Congress enacted the Balanced Budget Act of 1997 (BBA), revamping Medicare Part A payments for SNFs. The BBA contains aConsolidated Billing (CB) requirement for SNFs. Under the CB requirement, a SNF itself must submit all Medicare Part A claims for the services that its residents receive, except for specifically excluded services listed at CMS website, which are identified by HCPCS codes.
CMS gives an overview and lists exclusions at their website at
http://www.cms.hhs.gov/SNFPPS/05_ConsolidatedBilling.asp #TopOfPage
Here are some of the more common services excluded listed at their websites:
a) Physicians’ services furnished to SNF residents. These services are not subject to CB and, thus, are still billed separately to the Part B carrier. Many physician services include both a professional and a technical component of physician services must be billed to and reimbursed by the SNF.
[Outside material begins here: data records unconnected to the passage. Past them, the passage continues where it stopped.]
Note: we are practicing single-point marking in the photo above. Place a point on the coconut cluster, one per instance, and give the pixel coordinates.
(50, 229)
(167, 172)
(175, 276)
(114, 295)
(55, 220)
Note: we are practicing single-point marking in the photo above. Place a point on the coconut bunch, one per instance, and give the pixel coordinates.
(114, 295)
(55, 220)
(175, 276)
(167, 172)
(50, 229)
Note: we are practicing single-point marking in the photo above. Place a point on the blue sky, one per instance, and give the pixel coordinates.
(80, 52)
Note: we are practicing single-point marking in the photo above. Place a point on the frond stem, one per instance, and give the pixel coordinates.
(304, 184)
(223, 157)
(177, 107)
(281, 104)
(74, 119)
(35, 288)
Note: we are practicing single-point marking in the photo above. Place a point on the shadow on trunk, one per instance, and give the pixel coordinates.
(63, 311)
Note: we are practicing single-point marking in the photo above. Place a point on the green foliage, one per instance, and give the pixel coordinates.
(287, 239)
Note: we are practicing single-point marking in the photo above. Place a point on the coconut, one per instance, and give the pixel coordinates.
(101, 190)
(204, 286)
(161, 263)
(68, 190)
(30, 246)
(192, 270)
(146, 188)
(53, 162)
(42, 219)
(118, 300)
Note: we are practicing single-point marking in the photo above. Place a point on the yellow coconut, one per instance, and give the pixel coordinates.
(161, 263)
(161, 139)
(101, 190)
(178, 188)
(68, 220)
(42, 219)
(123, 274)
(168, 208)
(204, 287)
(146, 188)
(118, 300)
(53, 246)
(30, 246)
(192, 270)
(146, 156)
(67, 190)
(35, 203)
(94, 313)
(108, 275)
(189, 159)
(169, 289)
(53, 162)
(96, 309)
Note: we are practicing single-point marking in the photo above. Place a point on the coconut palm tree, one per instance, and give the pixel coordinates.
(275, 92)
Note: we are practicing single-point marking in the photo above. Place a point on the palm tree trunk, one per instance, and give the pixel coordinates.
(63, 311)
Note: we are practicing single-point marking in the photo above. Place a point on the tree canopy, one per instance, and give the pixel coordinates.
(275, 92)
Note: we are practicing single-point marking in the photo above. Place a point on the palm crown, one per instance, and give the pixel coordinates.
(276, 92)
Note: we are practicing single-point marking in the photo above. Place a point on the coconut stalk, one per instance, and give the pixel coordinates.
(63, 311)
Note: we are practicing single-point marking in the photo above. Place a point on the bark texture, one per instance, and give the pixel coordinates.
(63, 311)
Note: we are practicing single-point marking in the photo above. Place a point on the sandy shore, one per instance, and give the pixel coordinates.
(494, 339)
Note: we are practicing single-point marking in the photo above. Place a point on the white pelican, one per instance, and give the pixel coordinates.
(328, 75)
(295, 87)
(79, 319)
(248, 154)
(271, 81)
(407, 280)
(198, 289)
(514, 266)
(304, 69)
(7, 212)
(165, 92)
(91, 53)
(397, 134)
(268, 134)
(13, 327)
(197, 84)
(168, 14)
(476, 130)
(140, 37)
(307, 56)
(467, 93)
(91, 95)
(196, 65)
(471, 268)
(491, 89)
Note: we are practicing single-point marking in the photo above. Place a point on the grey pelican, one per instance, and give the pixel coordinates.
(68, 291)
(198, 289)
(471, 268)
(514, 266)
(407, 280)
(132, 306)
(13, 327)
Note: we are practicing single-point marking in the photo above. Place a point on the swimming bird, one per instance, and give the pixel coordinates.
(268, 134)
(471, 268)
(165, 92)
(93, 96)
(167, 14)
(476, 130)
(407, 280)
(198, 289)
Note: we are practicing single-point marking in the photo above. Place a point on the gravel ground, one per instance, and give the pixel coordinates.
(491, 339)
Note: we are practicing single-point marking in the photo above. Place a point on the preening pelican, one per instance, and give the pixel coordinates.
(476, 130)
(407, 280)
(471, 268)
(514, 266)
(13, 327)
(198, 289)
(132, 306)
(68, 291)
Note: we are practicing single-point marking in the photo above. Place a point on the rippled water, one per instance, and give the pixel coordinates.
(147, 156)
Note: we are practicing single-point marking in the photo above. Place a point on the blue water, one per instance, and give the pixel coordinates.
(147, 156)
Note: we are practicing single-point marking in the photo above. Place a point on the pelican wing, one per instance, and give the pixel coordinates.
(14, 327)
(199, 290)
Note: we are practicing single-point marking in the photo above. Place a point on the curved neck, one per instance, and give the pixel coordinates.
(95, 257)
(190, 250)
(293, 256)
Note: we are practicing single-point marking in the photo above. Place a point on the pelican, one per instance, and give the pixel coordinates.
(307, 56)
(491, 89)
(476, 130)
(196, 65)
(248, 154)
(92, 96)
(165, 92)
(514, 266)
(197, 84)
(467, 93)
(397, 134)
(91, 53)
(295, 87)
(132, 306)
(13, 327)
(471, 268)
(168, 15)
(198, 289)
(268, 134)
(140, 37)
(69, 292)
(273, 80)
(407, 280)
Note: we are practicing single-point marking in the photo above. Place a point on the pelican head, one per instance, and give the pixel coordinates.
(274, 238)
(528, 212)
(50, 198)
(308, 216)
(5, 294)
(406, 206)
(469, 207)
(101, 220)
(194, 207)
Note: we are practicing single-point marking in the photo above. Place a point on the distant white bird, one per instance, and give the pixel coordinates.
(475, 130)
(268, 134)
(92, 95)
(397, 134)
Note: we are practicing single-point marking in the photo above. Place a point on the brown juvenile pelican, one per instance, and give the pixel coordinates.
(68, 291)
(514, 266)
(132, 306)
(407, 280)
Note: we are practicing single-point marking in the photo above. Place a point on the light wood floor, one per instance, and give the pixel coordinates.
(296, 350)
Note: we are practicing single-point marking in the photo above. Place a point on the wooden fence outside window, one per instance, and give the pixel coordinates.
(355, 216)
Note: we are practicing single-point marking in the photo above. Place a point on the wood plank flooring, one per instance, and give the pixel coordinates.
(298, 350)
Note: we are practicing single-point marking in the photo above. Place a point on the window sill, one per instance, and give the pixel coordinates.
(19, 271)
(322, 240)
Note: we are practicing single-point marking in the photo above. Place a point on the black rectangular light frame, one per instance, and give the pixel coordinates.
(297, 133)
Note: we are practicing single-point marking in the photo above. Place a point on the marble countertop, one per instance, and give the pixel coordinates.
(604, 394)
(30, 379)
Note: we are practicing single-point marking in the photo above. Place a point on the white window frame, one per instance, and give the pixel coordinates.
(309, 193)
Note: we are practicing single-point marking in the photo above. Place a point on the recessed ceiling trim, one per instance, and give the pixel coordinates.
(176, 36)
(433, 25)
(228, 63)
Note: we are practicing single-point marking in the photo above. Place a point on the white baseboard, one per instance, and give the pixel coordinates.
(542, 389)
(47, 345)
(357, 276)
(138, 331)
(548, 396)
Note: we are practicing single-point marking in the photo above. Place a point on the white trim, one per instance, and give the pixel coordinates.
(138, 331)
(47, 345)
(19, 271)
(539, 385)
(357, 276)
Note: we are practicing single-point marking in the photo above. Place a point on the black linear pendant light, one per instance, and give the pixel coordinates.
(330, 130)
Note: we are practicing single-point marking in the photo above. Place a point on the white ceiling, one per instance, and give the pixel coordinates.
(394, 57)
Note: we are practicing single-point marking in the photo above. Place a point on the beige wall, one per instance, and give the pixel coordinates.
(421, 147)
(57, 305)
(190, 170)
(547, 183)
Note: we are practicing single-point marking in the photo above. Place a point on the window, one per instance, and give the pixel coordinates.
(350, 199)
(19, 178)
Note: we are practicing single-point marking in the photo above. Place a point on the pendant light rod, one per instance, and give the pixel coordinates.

b) Physician assistants working under a physician’s supervision;
c) Nurse practitioners and clinical nurse specialists working in collaboration with a physician;
d) Qualified psychologist;
e) Part B coverage of home dialysis supplies and equipment, self-care home dialysis support services, and institutional dialysis services and supplies;
f) Hospice care related to a resident’s terminal condition;
g) An ambulance trip that conveys a beneficiary to the SNF for the initial admission, or from the SNF following a final discharge.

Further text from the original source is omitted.